Risks receding: Moody’s upgrades India outlook from negative to stable

Of the three big rating agencies, Standard & Poor’s and now Moody’s, have a stable sovereign rating outlook. Fitch has kept it negative until now. Like Moody’s, the other two have also kept India at the lowest investment grade.

By: ENS Economic Bureau | New Delhi |
Updated: October 6, 2021 2:45:48 am
Moody's Investors Service had last year downgraded India's sovereign rating to 'Baa3' from 'Baa2', saying there will be challenges in implementation of policies to mitigate risks of a sustained period of low growth and deteriorating fiscal position. (File)

HIGHLIGHTING THAT INDIA’s downside risks from negative feedback between the real economy and the financial system are receding, ratings agency Moody’s Tuesday changed India’s sovereign rating outlook from ‘negative’ to ‘stable’, while affirming its foreign-currency and local-currency long-term issuer ratings at Baa3.

“With higher capital cushions and greater liquidity, banks and non-bank financial institutions pose much lesser risk to the sovereign than Moody’s previously anticipated. And while risks stemming from a high debt burden and weak debt affordability remain, Moody’s expects that the economic environment will allow for a gradual reduction of the general government fiscal deficit over the next few years, preventing further deterioration of the sovereign credit profile,” the credit rating agency said.

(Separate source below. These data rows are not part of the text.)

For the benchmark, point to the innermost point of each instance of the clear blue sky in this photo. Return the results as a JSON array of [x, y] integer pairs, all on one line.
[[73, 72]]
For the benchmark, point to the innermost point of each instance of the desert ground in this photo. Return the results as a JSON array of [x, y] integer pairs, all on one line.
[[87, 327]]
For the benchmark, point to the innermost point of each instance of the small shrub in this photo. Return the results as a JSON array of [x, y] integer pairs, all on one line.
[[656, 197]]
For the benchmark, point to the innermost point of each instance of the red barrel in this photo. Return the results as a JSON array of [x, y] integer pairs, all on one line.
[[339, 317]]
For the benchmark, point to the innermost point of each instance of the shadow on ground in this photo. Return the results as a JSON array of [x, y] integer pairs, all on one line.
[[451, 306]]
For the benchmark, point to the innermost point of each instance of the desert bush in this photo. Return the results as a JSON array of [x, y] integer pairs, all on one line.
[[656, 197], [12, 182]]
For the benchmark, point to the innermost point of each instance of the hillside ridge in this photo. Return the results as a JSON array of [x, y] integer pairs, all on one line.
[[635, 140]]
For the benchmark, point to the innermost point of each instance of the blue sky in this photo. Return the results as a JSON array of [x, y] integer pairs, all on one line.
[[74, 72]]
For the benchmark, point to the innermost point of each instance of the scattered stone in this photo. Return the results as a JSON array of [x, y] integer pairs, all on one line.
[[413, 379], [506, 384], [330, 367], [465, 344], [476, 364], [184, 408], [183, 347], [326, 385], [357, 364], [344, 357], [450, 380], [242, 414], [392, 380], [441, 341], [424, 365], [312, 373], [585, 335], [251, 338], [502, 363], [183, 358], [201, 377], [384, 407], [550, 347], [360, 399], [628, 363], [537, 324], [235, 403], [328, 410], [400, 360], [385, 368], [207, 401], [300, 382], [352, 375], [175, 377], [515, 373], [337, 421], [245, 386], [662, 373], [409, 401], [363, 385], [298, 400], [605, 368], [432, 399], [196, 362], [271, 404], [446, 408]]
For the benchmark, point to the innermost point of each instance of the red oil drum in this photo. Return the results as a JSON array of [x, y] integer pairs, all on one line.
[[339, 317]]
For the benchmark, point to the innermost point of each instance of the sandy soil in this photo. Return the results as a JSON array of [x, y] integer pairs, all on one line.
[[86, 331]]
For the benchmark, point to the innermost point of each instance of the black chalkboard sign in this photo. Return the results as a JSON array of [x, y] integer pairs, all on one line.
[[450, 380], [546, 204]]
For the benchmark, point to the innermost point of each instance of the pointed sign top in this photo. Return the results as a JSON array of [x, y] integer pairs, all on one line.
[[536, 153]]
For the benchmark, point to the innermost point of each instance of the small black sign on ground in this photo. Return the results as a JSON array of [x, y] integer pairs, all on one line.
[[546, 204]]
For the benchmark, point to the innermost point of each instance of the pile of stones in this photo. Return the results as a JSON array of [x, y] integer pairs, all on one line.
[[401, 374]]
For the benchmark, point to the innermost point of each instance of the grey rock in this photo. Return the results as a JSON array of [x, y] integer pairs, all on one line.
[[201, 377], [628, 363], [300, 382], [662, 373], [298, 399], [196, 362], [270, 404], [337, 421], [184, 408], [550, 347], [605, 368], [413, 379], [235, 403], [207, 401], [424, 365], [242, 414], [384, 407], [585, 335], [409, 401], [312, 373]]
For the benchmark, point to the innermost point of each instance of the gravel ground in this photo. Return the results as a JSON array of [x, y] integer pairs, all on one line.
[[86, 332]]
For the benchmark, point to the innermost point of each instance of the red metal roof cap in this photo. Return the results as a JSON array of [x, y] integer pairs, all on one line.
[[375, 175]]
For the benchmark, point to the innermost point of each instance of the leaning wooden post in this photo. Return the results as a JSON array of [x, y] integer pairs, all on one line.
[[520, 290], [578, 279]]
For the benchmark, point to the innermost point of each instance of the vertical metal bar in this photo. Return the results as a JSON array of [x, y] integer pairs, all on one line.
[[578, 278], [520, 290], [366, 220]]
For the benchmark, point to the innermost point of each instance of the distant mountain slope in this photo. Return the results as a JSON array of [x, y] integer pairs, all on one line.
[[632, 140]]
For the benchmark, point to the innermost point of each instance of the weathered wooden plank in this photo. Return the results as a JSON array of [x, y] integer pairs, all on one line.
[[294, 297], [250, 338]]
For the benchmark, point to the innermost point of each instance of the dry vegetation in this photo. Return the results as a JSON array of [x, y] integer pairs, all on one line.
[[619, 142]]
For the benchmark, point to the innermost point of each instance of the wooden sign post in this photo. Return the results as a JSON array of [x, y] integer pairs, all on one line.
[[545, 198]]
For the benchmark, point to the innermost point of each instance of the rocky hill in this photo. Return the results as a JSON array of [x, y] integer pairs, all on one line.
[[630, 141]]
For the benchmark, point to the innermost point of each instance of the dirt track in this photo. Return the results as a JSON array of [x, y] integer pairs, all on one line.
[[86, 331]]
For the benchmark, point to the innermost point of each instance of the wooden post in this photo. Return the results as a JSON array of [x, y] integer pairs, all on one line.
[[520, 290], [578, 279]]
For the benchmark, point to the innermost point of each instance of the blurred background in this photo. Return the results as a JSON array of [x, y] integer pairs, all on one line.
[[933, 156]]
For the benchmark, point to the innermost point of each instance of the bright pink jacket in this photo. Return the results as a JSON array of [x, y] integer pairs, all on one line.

Of the three big rating agencies, Standard & Poor’s and now Moody’s, have a stable sovereign rating outlook. Fitch has kept it negative until now. Like Moody’s, the other two have also kept India at the lowest investment grade.

Last year, Moody’s downgraded India’s sovereign rating from ‘Baa2’ to ‘Baa3’, the lowest investment grade, stating there will be challenges in implementation of policies to mitigate risks of a sustained period of low growth and deteriorating fiscal position. The outlook on the rating was kept negative.

In the last six financial years, banks have recovered Rs 5.01 lakh crore of bad loans, enabling them to improve their financial metrics. The government has infused Rs 3.06 lakh crore in state-owned banks in five years between 2017-18 and 2021-22, and taken a series of reforms to strengthen banks, improve debt resolution, and recovery.

In September, the government approved extending a guarantee of Rs 30,600 crore to the National Asset Reconstruction Company Ltd (NARCL) to help clear the banking sector’s stressed assets of around Rs 2 lakh crore in a time-bound manner.

“Bank provisioning has allowed for the gradual write-off of legacy problem assets over the past few years. In addition, banks have strengthened their capital positions, pointing to a stronger outlook for credit growth to support the economy,” Moody’s said.

Following a deep contraction of 7.3 per cent in the fiscal year ending March 2021, India’s real GDP is expected to surpass 2019 levels this fiscal year, rebounding to a growth rate of 9.3 per cent, followed by 7.9 per cent in fiscal 2022, it said. Looking ahead, Moody’s expects real GDP growth to average around 6 per cent over the medium term, the report said.